This week in Danger Season:
- Lightning strikes ignite fires across abnormally dry parts of California
- Air quality and extreme heat collide on the West Coast
- Research sharpens the connections between climate change and extreme wildfire weather
This week in Danger Season, large numbers of wildfires have ignited and spread across the western United States and southwestern Canada and the National Interagency Fire Center has raised their preparedness level to 4, illustrating the growing demands of the fire season. New research dives deeper into how climate change is driving wildfire activity across the world, adding to the growing body of evidence highlighting the dangerous connections between heat-trapping emissions and wildfires.
Tinder meets spark
Lightning ignites multiple wildfires amid drought and extreme heat
- On Tuesday in California, thousands of lightning strikes ignited more than 20 wildfires in abnormally dry areas across central and northern parts of the state. Windy conditions following ignition led to rapid fire growth in some areas, prompting evacuations across several counties, including Tuolumne, Calaveras, and Stanislaus. The largest of these, the TCU September Lightning Complex, a cluster of more than 20 fires, already damaged multiple buildings in the historic town of Chinese Camp, and is only 15% contained as of writing.
- In British Columbia and Washington state, smoke from these wildfires has reduced air quality. Research released last month emphasized the particularly damaging health effects of wildfire smoke, even when compared with other types of air pollution. New research builds on a body of work that links short-term wildfire smoke exposure to increased risk of mortality and pre-term birth.
- This comes as parts of California, Oregon, Washington and British Columbia experience record temperatures, in some areas 15-20 degrees Fahrenheit above average for this time of year. These temperatures can elevate wildfire risk while forcing communities to seek relief from both smoke impacts and the effects of extreme heat.
Climate change connection to wildfires
New research shows that climate change increased the likelihood of wildfires in Spain and Portugal
- Outside the US, wildfires across the European Union have burned more than 1 million hectares (nearly 2.5 million acres) this summer, with particularly dangerous fires in both Spain and Portugal.
- New research from World Weather Attribution, a collaboration of scientists who investigate the connections between climate change and extreme weather, shows that climate change increased the likelihood of August’s extreme weather conditions that drove these wildfires by a factor of 40, meaning a similar event without climate change would have occurred once every 500 years, but with climate change, is now expected to occur once every 15.
Peer–reviewed research draws clear connection between wildfires and climate change
- Despite government sponsored disinformation suggesting otherwise, numerous peer reviewed scientific papers establish the connection between wildfires and climate change, particularly in forests of western North America.

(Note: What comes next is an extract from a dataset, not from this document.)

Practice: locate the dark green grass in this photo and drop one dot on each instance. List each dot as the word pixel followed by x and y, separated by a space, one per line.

- Climate-induced dryness, for instance, led to a near doubling of burned area in the region between 1984 and 2015.
- These observed changes in dryness, often measured by vapor pressure deficit (VPD), have also been linked to an increase in days with extreme fire weather, areas burned at high severity, and fires that burn deeper into the night and earlier in the morning.
- UCS’ own peer-reviewed research found that roughly half of the increase in VPD and nearly 40% of cumulative burned area in forests of western North America between 1986 and 2021 are attributable to emissions traced to the largest fossil fuel companies and cement manufacturers.
- Although forest management can be a tool that reduces risk and increases community resilience, forest management alone will not address the scope of our current climate-wildfire problem. Interventions like fuel treatments and prescribed burning are not one-and-done; rather, they require an intergenerational investment in land and wildfire management focused not just on wildfire or timber production, but also ecosystem health and services that communities rely on, like water filtration, local livelihoods, cultural heritage value, and carbon sequestration. These interventions also do not eliminate wildfire risk, but they can modify wildfire behavior and enhance firefighting efforts and the safety of firefighters.




Elevated fire activity along the west coast may continue through the fall, according to the updated seasonal outlook, released by the National Interagency Fire Center earlier this week. Longer seasons, and in some areas, year-round wildfire risk, are just one way that climate change is reshaping daily life for many Americans.